For those who proceed regardless, the ranking reflects practical reality. Bybit is the best all-round pick and the cleanest exchange still openly serving the country.
Binance offers the deepest DZD peer-to-peer liquidity and is the default when a dinar order needs to fill; Gate has the widest asset range; KuCoin leads on yield products; Bitget is the copy-trading pick; and MEXC is the cheapest and the most used locally.
Unlike Nigeria, which moved from a crackdown to a licensing framework, or Morocco, which is drafting one, Algeria has chosen prohibition and enforcement. Until that shifts, the safest position is the one the law demands, and anyone weighing the alternative should understand exactly what they are taking on.
Our Methodology
We assessed every platform still reachable from Algeria by examining its live DZD peer-to-peer markets, merchant depth, accepted payment methods, global product range, security standards, and fee structure. We did not transact from inside Algeria, since that would breach Algerian law. Each platform scored across six criteria:
- Trust Score: Our rating out of 5 weights Proof-of-Reserves transparency, security history, regulatory standing where relevant, and platform longevity.

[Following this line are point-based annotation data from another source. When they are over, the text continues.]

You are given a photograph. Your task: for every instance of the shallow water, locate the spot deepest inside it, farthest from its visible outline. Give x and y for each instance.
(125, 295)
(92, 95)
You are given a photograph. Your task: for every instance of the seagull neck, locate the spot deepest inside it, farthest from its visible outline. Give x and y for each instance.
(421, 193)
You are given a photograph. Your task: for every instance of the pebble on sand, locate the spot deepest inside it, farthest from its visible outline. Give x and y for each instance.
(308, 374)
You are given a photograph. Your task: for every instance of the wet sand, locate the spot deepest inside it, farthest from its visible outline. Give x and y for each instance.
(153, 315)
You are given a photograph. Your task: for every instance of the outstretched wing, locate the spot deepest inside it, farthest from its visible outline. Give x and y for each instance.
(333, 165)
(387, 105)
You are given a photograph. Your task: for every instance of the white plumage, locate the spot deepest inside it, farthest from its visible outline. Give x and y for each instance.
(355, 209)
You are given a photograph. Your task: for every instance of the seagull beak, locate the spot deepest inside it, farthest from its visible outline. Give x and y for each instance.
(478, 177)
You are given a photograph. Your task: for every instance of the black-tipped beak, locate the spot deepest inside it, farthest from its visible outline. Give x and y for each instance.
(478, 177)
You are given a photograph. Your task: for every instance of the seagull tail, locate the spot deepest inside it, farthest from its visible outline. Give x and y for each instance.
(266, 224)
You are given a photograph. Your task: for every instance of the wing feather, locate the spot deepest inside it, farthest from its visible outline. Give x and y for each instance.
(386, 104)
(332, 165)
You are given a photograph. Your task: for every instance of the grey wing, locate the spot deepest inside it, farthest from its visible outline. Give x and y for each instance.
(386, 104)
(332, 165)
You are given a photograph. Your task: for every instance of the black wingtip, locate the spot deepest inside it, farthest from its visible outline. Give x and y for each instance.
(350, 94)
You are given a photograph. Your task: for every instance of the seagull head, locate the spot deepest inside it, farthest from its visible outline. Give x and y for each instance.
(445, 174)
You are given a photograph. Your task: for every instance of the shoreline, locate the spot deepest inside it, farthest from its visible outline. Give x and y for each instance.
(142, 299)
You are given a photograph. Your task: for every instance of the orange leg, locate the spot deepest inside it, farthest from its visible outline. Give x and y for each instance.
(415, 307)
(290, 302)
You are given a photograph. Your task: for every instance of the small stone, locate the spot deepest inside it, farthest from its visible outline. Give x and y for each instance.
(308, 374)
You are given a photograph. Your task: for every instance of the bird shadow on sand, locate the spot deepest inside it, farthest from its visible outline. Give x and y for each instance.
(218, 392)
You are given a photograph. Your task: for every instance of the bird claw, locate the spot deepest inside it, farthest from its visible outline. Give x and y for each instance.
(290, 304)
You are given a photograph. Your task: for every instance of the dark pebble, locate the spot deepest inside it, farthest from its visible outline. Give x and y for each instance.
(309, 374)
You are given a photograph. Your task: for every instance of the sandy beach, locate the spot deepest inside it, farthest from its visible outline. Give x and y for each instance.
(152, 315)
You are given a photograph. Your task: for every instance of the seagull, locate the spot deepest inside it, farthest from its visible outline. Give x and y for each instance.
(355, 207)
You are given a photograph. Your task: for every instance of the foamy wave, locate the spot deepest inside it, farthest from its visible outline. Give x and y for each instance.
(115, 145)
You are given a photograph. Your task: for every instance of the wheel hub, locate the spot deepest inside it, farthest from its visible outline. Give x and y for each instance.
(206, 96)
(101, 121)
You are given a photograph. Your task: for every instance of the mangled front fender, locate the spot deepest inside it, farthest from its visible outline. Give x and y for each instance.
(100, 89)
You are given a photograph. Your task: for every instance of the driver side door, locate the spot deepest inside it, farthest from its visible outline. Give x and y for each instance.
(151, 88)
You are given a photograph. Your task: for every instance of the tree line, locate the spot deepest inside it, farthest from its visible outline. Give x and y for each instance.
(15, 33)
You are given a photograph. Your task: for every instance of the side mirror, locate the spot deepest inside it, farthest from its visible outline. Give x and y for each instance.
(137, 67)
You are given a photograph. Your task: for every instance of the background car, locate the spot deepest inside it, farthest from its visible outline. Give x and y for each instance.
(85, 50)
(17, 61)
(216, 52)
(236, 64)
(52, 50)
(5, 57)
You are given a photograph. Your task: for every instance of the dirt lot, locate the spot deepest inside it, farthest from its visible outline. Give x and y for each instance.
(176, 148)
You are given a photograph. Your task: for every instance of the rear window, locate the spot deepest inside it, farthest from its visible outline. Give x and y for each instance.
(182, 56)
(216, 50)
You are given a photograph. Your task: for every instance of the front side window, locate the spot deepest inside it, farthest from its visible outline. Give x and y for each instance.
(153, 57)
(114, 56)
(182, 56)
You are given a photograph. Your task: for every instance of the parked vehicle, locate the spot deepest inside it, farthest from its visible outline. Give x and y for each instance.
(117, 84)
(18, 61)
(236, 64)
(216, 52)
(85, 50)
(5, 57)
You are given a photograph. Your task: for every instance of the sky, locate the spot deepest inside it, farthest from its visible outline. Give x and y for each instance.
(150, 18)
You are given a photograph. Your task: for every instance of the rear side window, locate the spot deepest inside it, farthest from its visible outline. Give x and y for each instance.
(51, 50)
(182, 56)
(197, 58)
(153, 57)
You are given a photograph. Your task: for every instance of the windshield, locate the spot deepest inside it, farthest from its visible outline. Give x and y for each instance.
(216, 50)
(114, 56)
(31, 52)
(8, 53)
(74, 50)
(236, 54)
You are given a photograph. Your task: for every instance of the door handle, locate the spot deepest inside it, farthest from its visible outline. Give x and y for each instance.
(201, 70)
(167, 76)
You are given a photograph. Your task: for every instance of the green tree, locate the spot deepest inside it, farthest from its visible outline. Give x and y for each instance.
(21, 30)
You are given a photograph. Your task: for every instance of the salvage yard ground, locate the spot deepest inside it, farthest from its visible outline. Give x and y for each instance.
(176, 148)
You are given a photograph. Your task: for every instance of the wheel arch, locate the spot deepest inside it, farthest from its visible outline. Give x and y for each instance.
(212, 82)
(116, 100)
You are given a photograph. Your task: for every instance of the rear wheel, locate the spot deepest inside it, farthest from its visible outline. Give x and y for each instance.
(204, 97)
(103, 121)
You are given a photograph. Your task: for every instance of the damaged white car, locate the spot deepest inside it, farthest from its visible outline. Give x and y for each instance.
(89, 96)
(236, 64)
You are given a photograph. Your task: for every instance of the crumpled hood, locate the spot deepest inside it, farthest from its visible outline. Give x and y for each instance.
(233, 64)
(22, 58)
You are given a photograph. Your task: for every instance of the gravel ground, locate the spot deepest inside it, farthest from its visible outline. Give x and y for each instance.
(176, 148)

- DZD Access: The depth and reliability of dinar P2P liquidity, including the range of local payment methods merchants accept.
- Fees: Maker and taker fees, spreads, and any card or withdrawal charges on a representative round trip.
- Asset Availability: The range of coins and products, from majors and stablecoins to long-tail tokens, derivatives, and yield.
- Security and Custody: Audit coverage, Proof-of-Reserves, and account protections such as MFA and mandatory KYC.
- Local Usability: App performance, KYC requirements, and Arabic-language support.
Above all, our analysis treats Algeria's legal ban as the defining condition, not a footnote, and weights honest risk disclosure over any platform's marketing.